We don’t have to look to ex-Soviet states, South American dictators or to Europe’s soft, ambition-robbing socialism, to learn this lesson.   You can look to our nation’s own founding, which was run as an early version of “from each according to his ability, to each according to his need.” Plymouth Colony’s experience is typically taught as an economic parable of the tragedy of the commons.  Yet those economic effects were caused by the system’s devaluing of virtue. Remove both positive and negative consequences for actions, and you diminish human spirit and ambition. You rob individuals of the capacity and inclination to act charitably, as well as to strive for excellence.  Plymouth was only saved when they returned to a character model that valued individual responsibility and voluntary personal, rather than mandatory collective, charity.


Today, Americans are the most charitable people in the world.  Yet what will happen to this instinct as we replace gratitude for a gift with a mentality of entitlement, and the obligation of the citizen to take care of his neighbor with the expectation that government will protect all?  We should expect people to curtail giving, and more to look for handouts.  And as charity suffers, the government burden will grow. 


The ethic of individual responsibility has made America exceptional.  We don’t think that we are better than anyone else, but ever since our Declaration of Independence , we’ve understood that essential to maximizing each individuals potential is limiting government’s duties to securing our rights to life, liberty, and the pursuit of happiness.  And because we see rights as being eternal (not created by government), and a birthright of each person, we value the individual life–from the most premature baby to the most senior citizen–embracing the belief that if you wish to fight to preserve your precious and valuable life, that you have that inalienable right.  


The health care legislation contemplates panels deciding for you whether you have sufficient quality of life, and collective arbitrary decisions on what “society” can “afford”.  That moves us to the utilitarian European model, where the elderly are pressured not to take up hospital beds and, really, to not be selfish but go die faster. And that makes sense: if you think that the government, not the patient, decides who gets treated, then government also gets to determine who should die.
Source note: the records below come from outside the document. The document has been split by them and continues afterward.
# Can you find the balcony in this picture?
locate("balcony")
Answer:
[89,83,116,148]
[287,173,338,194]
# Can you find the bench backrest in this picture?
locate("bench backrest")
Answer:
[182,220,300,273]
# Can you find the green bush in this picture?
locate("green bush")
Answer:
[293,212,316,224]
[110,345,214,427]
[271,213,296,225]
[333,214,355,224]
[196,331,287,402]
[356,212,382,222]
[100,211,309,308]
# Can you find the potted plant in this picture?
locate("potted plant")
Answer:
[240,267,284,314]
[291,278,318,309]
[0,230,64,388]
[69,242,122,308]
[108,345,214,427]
Ironically, collectivism erodes the social fabric precisely to the extent that it enables people to evade both responsibilities and consequences. That’s why ultimately, the great failing of this health care bill isn’t that it will fail to control cost, erode the quality of care, and result in rationing, but that it will destroy the virtues that make America exceptional.


Heather R. Higgins is chairman of the board of the Independent Women’s Forum and vice chairman of the board of the Philanthropy Roundtable.